WASHINGTON, DC – Approximately 3.6 million seniors will graduate from high school in the spring, and it is estimated that more than 65% of them will enroll in colleges and universities. Their parents are rightly concerned about their futures, but too many of them push their kids to pick the so-called “practical” majors in science, technology, engineering and math.

“They think degrees in STEM subjects will ensure a prosperous future. It’s only natural. But, they may be making a big mistake by trying to dissuade children who want liberal arts degrees,” according to author, publisher and education advocate, David Bruce Smith.

Smith believes that the study of such subjects as history, literature and philosophy can be the infrastructure of a successful career.

And, so have others. According to Philipp Frank, who authored “Einstein: His Life and Times,” Einstein said: “It is not so very important for a person to learn facts. For that he does not really need a college. He can learn them from books. The value of an education in a liberal arts college is not the learning of many facts but the training of the mind to think something that cannot be learned from textbooks.”

Despite a decline in the number of students who choose to study the liberal arts, there is a growing demand among employers for those who graduate with degrees in the humanities. Employers are just beginning to realize that prospective employees with this credential, understand the human condition, better—and the things that motivate us,” according to Smith.

“The study of math and the sciences certainly makes one an effective practitioner in the workplace. But, a successful liberal arts education produces decision makers who are able to draw on a diversity of viewpoints and opinions. In the workaday world of business and commerce that is an exceptionally valuable asset,” says Smith who is co-founder of the Grateful American Book Prize.

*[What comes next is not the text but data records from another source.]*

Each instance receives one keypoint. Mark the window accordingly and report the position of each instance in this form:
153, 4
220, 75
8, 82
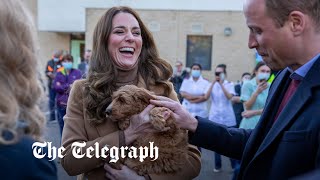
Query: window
199, 50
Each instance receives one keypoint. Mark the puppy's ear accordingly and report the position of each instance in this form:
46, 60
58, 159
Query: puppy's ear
121, 99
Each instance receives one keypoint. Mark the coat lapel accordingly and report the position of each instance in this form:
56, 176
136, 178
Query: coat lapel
261, 129
294, 105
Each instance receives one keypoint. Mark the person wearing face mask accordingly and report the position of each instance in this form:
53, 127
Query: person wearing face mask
62, 85
237, 104
179, 74
254, 95
193, 90
53, 66
221, 92
123, 53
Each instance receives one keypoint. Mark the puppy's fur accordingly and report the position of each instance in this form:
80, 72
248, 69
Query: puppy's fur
173, 146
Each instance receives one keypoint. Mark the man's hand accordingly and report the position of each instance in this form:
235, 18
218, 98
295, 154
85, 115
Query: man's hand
183, 118
124, 174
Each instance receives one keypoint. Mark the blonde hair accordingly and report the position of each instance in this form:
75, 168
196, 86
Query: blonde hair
20, 88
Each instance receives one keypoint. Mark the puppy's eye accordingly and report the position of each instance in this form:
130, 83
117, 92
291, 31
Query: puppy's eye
121, 99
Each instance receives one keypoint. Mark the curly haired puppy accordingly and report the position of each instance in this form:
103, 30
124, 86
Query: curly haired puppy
130, 100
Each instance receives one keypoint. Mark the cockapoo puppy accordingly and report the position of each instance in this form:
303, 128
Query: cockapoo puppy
173, 144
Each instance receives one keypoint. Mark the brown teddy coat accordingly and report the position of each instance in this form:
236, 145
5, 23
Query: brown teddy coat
78, 129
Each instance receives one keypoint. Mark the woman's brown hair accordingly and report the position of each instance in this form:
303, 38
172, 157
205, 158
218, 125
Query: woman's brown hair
101, 79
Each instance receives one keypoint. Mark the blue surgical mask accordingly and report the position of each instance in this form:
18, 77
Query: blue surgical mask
67, 65
263, 76
195, 73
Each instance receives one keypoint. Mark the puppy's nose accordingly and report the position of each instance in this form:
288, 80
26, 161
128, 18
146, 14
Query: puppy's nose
109, 110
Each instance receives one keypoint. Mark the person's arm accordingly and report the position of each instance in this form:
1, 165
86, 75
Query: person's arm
188, 96
250, 113
193, 163
249, 103
235, 99
75, 131
207, 94
205, 133
219, 138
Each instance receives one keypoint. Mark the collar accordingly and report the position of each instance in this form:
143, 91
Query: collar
301, 72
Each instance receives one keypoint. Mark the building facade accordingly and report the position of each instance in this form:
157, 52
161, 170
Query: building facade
208, 32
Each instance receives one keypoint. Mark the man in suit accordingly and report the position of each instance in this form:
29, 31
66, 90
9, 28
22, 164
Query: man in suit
286, 141
84, 65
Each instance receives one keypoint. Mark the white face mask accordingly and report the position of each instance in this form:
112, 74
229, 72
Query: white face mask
222, 77
263, 76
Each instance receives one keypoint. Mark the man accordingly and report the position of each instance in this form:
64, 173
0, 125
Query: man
285, 143
179, 73
84, 65
237, 104
53, 66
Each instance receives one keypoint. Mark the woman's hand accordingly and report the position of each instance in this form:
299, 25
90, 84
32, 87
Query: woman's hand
183, 118
140, 124
124, 174
249, 113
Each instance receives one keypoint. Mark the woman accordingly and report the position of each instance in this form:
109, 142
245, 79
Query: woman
123, 53
62, 85
221, 110
192, 90
254, 95
21, 121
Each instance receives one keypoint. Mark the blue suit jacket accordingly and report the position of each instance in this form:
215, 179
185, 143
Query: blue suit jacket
287, 148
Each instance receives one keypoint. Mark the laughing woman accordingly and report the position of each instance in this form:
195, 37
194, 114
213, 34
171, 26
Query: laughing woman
123, 53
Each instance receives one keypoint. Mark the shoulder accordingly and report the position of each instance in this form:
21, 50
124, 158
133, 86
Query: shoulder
76, 71
19, 157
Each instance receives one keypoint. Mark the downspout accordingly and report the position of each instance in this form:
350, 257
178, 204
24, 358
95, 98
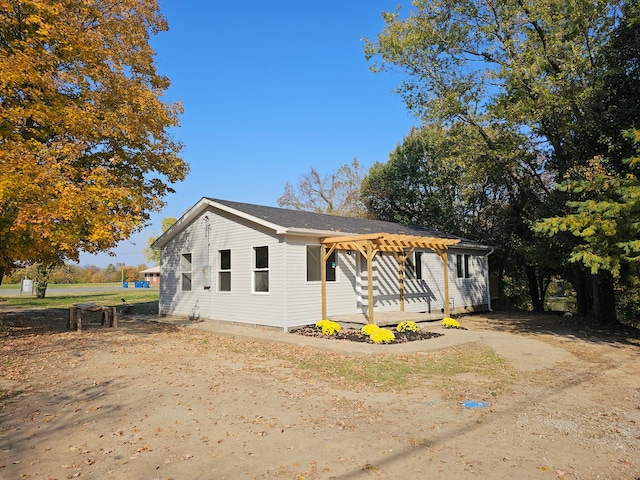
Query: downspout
286, 290
488, 281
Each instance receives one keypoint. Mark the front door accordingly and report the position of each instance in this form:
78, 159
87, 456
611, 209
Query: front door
362, 283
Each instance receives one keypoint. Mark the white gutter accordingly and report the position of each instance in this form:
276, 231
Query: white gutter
488, 281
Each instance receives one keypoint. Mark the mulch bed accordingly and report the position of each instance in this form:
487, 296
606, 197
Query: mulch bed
355, 335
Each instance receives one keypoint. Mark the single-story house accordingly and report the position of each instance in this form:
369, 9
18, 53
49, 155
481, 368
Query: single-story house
284, 268
152, 275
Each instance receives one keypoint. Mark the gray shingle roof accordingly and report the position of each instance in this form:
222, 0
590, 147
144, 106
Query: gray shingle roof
297, 219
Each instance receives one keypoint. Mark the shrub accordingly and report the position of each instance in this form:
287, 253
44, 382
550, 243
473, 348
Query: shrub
382, 335
328, 327
450, 323
407, 327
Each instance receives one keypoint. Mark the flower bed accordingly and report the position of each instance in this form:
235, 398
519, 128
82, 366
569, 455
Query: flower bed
355, 335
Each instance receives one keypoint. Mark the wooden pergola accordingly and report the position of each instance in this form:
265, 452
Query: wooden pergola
402, 246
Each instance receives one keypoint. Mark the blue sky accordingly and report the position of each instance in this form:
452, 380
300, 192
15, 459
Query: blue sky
269, 89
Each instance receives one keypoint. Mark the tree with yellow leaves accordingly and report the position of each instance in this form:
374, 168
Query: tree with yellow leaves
85, 149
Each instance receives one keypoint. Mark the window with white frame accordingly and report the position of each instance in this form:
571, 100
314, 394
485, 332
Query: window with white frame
413, 265
224, 270
462, 266
314, 264
185, 271
261, 269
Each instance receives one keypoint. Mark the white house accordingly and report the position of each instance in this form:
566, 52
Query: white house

He and the late Dr. Bruce Cole, former chairman of the National Endowment for the Humanities, founded the Prize in 2015 to encourage young learners to acquire a love of reading and history. They saw that a 21st Century obsession with technology was creating a deficit of interest in the humanities among students, and a noteworthy lack of knowledge about their nation.

“So, we created the Grateful American Book Prize as a way of encouraging authors and their publishers to produce more historically accurate works of fiction and nonfiction that would capture the imaginations of America’s younger generations. Our hope is to instill a wish to learn more about the events and personalities of our country’s past. The aim is to help them grow into practical thinkers and good citizens — qualities that can make them productive, responsible, and successful leaders in whatever careers they choose in life.”